Integrated computational and biological evaluations of newly synthesized thiadiazole-based VEGFR-2 inhibitors with targeted anti-breast cancer activity.

The development of novel VEGFR-2 inhibitors remains a promising strategy for targeted breast cancer therapy, particularly against aggressive triple-negative breast cancer subtype. In this study, a series of thiadiazole derivatives were designed, synthesized, and biologically evaluated for their anti-proliferative activity against MDA-MB-231 and MCF-7 breast cancer cell lines. Among them, compound 7 exhibited superior cytotoxicity (IC₅₀ = 5.69 µM for MDA-MB-231) and demonstrated remarkable selectivity over normal cell lines. It also displayed potent VEGFR-2 inhibitory activity (IC₅₀ = 0.083 µM), comparable to the reference drug sorafenib (IC₅₀ = 0.1 µM). Mechanistic studies revealed that compound 7 induces G2/M phase arrest and promotes late-stage apoptosis, supported by enhanced caspase-3 activation, Bax upregulation, and Bcl-2 suppression.

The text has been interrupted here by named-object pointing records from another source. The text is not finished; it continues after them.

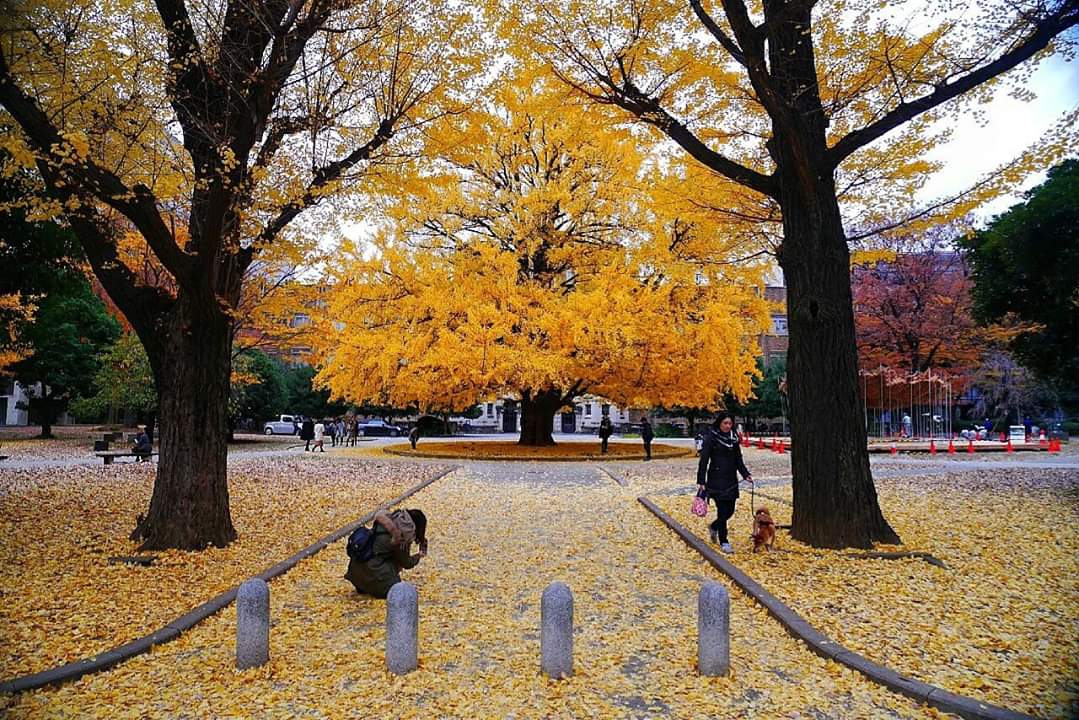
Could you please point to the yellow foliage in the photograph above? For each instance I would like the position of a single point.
(996, 625)
(62, 599)
(491, 554)
(540, 250)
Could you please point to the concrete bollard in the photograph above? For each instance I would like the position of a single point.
(556, 630)
(403, 628)
(253, 624)
(713, 629)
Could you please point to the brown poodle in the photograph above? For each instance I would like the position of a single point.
(764, 529)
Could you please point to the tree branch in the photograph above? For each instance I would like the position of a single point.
(1066, 16)
(137, 204)
(323, 177)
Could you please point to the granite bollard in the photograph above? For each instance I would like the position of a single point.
(253, 624)
(403, 628)
(713, 629)
(556, 630)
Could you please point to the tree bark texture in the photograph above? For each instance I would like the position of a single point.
(537, 417)
(835, 502)
(189, 508)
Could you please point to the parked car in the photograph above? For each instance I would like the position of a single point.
(286, 424)
(378, 428)
(1057, 432)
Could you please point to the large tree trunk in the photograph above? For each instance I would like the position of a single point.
(537, 417)
(835, 503)
(190, 504)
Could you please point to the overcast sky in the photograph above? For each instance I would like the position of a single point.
(1012, 125)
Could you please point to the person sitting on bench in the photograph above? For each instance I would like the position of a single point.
(141, 445)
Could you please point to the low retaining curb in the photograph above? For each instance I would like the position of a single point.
(192, 617)
(600, 458)
(800, 628)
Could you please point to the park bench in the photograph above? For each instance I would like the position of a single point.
(109, 456)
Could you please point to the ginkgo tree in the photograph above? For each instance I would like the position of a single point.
(541, 254)
(824, 110)
(205, 131)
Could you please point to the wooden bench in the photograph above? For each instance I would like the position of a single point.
(109, 456)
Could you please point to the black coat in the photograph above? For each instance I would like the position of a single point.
(720, 459)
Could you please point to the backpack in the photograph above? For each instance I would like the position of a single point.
(360, 545)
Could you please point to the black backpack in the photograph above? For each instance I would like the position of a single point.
(362, 544)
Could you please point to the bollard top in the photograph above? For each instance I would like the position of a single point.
(713, 591)
(254, 587)
(558, 591)
(401, 592)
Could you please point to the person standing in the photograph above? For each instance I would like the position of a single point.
(720, 460)
(605, 430)
(646, 435)
(308, 433)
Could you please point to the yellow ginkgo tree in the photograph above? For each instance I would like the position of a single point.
(209, 132)
(825, 110)
(542, 254)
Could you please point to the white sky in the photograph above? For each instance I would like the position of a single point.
(1012, 125)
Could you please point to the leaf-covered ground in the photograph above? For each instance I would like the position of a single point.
(59, 598)
(499, 535)
(1001, 623)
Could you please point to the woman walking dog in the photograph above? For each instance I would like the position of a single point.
(716, 479)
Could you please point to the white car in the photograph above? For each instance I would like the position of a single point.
(286, 424)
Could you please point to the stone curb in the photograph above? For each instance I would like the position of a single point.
(187, 621)
(410, 454)
(800, 628)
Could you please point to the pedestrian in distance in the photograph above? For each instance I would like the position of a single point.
(605, 430)
(308, 433)
(141, 445)
(716, 475)
(646, 435)
(390, 554)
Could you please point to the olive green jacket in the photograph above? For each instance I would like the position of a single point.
(377, 575)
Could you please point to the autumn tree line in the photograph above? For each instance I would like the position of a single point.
(552, 199)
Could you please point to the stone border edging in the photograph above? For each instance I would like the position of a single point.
(801, 629)
(187, 621)
(413, 456)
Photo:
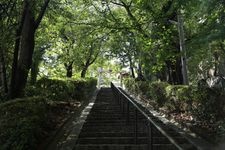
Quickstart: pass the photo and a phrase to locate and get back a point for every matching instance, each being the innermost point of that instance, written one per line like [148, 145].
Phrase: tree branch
[41, 14]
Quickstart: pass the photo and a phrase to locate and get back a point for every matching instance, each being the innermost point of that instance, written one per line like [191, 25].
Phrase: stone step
[123, 134]
[124, 147]
[126, 140]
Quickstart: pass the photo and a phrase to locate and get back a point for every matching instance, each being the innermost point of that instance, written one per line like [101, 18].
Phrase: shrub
[69, 89]
[179, 98]
[21, 122]
[209, 104]
[158, 92]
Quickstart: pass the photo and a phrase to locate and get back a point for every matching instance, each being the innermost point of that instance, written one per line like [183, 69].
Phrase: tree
[24, 46]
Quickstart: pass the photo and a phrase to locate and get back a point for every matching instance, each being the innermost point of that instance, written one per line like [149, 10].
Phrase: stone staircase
[106, 128]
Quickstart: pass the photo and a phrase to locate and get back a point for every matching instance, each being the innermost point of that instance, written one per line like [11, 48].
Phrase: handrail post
[150, 136]
[136, 127]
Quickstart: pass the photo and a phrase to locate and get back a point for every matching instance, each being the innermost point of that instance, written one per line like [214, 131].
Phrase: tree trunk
[69, 70]
[3, 71]
[83, 72]
[25, 54]
[34, 73]
[182, 48]
[132, 68]
[24, 47]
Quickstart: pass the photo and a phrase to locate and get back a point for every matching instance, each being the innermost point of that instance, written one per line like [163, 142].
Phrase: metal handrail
[171, 139]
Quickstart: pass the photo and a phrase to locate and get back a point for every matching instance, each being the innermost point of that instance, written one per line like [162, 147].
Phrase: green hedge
[25, 122]
[55, 89]
[21, 123]
[204, 103]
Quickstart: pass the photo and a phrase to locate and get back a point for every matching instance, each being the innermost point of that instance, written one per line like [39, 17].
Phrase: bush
[209, 104]
[158, 93]
[21, 122]
[180, 98]
[70, 89]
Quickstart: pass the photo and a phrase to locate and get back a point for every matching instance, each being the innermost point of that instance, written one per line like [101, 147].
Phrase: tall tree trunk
[3, 71]
[34, 72]
[16, 52]
[25, 54]
[182, 48]
[26, 48]
[84, 71]
[132, 68]
[69, 69]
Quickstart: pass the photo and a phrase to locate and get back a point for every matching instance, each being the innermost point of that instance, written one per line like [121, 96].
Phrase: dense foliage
[25, 122]
[204, 106]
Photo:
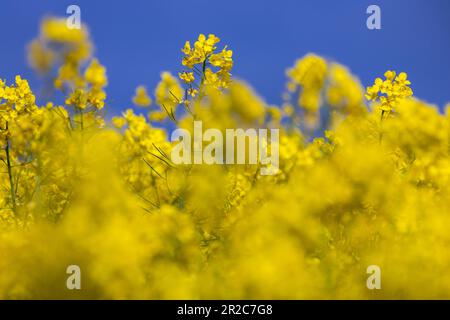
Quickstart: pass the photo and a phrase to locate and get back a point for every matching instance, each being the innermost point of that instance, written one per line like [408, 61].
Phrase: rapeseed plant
[107, 197]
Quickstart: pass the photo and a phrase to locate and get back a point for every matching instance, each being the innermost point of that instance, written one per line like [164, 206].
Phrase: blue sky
[136, 40]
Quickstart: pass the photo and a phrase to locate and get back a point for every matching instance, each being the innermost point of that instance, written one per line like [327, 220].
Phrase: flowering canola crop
[360, 183]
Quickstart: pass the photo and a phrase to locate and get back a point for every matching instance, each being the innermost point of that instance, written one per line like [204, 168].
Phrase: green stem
[11, 180]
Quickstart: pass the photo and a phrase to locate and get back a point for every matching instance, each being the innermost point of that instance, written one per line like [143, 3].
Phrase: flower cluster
[389, 92]
[200, 58]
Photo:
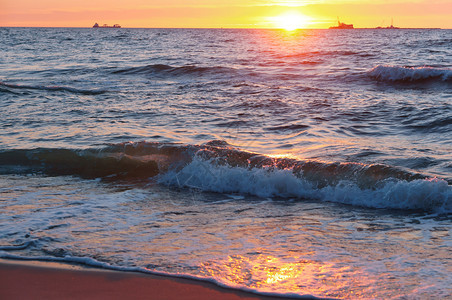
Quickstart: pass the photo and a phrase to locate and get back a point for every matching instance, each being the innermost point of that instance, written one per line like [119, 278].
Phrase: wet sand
[49, 280]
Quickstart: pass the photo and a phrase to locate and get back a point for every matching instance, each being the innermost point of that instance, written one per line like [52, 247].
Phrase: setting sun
[290, 21]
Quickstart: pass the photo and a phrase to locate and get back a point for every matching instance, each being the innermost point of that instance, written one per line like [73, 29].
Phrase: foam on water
[424, 194]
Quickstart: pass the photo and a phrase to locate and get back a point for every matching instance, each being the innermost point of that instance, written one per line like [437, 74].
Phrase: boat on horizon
[106, 26]
[341, 25]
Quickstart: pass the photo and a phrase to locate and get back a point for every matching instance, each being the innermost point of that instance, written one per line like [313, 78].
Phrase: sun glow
[290, 21]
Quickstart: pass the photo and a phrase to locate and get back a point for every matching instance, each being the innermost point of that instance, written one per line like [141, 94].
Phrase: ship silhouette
[106, 26]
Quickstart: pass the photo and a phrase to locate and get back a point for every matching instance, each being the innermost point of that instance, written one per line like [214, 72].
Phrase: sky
[226, 13]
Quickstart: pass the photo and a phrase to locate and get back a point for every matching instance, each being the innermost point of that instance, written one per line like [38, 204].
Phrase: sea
[306, 163]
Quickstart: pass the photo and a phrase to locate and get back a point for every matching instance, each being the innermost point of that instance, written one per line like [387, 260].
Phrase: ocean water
[311, 162]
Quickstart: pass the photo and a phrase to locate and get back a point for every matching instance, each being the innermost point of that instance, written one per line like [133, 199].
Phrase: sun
[290, 21]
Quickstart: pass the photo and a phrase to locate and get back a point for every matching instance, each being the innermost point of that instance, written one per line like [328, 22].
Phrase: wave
[166, 70]
[91, 262]
[409, 74]
[51, 88]
[219, 167]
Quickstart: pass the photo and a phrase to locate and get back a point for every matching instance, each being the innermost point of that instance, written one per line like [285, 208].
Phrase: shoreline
[56, 280]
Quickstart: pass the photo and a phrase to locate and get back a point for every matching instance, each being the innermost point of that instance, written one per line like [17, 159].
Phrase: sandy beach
[51, 280]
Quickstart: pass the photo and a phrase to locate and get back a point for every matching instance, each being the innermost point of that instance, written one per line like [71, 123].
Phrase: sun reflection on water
[270, 274]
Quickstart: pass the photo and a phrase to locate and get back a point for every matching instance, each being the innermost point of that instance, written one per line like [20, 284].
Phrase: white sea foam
[424, 194]
[395, 73]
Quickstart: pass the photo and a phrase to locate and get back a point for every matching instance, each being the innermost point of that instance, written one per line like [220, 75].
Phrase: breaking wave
[217, 166]
[408, 74]
[50, 88]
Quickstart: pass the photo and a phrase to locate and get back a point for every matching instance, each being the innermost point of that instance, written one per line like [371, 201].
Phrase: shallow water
[309, 162]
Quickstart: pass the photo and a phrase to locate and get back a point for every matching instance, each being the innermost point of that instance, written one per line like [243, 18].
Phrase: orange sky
[224, 13]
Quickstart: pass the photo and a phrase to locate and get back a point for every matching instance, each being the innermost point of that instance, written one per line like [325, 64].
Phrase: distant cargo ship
[342, 25]
[106, 26]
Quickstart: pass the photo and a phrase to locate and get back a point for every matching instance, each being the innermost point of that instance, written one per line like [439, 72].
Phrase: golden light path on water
[270, 274]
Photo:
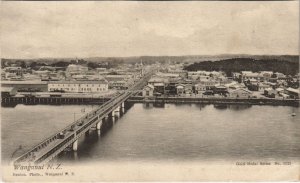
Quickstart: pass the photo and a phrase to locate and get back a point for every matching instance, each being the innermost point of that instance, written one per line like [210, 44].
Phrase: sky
[133, 28]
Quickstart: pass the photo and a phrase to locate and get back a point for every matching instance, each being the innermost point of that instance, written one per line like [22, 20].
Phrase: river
[183, 132]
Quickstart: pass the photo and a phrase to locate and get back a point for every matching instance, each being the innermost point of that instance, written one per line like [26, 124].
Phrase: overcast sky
[88, 29]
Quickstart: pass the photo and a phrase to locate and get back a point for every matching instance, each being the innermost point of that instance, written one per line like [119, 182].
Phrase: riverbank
[217, 100]
[33, 100]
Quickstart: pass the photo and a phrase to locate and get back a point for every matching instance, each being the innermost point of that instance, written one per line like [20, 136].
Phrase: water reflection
[239, 107]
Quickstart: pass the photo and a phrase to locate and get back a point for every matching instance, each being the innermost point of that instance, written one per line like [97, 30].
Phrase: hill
[246, 64]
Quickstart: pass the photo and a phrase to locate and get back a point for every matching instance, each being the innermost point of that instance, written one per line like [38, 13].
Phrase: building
[76, 69]
[148, 91]
[220, 89]
[78, 86]
[8, 91]
[293, 93]
[188, 89]
[270, 92]
[179, 89]
[199, 88]
[240, 93]
[247, 75]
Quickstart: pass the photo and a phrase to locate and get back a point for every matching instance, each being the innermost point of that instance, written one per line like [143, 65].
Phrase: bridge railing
[123, 96]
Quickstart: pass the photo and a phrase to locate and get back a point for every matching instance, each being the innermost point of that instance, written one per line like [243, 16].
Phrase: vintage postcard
[95, 91]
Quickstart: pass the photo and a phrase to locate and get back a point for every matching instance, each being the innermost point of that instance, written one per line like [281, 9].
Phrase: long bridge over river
[68, 137]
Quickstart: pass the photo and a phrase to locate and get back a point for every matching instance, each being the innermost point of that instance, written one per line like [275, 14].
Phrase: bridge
[68, 137]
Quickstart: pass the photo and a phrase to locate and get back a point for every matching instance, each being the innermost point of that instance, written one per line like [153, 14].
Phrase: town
[79, 78]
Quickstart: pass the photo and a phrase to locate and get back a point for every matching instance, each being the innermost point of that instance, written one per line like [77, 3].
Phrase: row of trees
[246, 64]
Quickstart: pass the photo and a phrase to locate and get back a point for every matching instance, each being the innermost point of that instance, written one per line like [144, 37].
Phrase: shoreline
[13, 101]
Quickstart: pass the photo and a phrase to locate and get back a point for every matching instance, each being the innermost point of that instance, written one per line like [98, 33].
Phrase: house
[270, 92]
[199, 88]
[220, 89]
[148, 91]
[188, 89]
[78, 86]
[159, 88]
[240, 93]
[179, 89]
[293, 93]
[262, 87]
[8, 91]
[246, 75]
[279, 90]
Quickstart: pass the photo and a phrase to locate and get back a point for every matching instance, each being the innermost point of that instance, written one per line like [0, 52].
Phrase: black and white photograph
[95, 91]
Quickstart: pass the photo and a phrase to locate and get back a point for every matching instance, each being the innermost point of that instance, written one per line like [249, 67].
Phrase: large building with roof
[96, 86]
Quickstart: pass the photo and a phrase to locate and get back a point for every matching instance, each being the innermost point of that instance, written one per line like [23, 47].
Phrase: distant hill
[288, 67]
[188, 59]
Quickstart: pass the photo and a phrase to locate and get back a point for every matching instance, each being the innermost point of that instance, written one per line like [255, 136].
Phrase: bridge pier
[75, 145]
[98, 125]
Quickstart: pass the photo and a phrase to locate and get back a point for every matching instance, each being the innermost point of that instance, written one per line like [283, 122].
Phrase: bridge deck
[52, 146]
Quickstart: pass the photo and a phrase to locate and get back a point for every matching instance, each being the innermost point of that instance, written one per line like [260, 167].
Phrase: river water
[183, 132]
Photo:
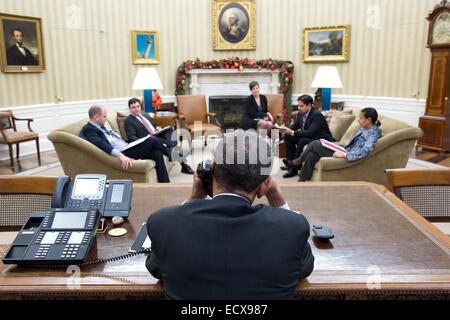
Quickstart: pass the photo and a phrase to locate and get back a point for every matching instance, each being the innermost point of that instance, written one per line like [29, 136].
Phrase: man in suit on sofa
[139, 124]
[309, 125]
[111, 143]
[226, 247]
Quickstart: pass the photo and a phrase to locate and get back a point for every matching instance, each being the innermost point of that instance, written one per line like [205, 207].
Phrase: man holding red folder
[139, 124]
[309, 125]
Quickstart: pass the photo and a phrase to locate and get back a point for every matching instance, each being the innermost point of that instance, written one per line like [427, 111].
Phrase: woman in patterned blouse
[361, 145]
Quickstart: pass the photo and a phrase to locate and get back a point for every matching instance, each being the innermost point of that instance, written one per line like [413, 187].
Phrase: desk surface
[382, 248]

Comprehensive computational analyses-including molecular docking, molecular dynamics (MD) simulations, MM-GBSA binding free energy calculations, ProLIF interaction mapping, and PCA studies-validated the stable and effective binding of compound 7 within the ATP-binding pocket of VEGFR-2. Additionally, density functional theory (DFT) calculations supported the compound's high chemical stability and favorable electronic reactivity. Finally, in silico ADMET and toxicity predictions indicated favorable drug-likeness, low mutagenicity, and a high safety margin. Collectively, these findings position compound 7 as a potent and selective VEGFR-2 inhibitor, with promising therapeutic potential in breast cancer management and a strong foundation for further preclinical development.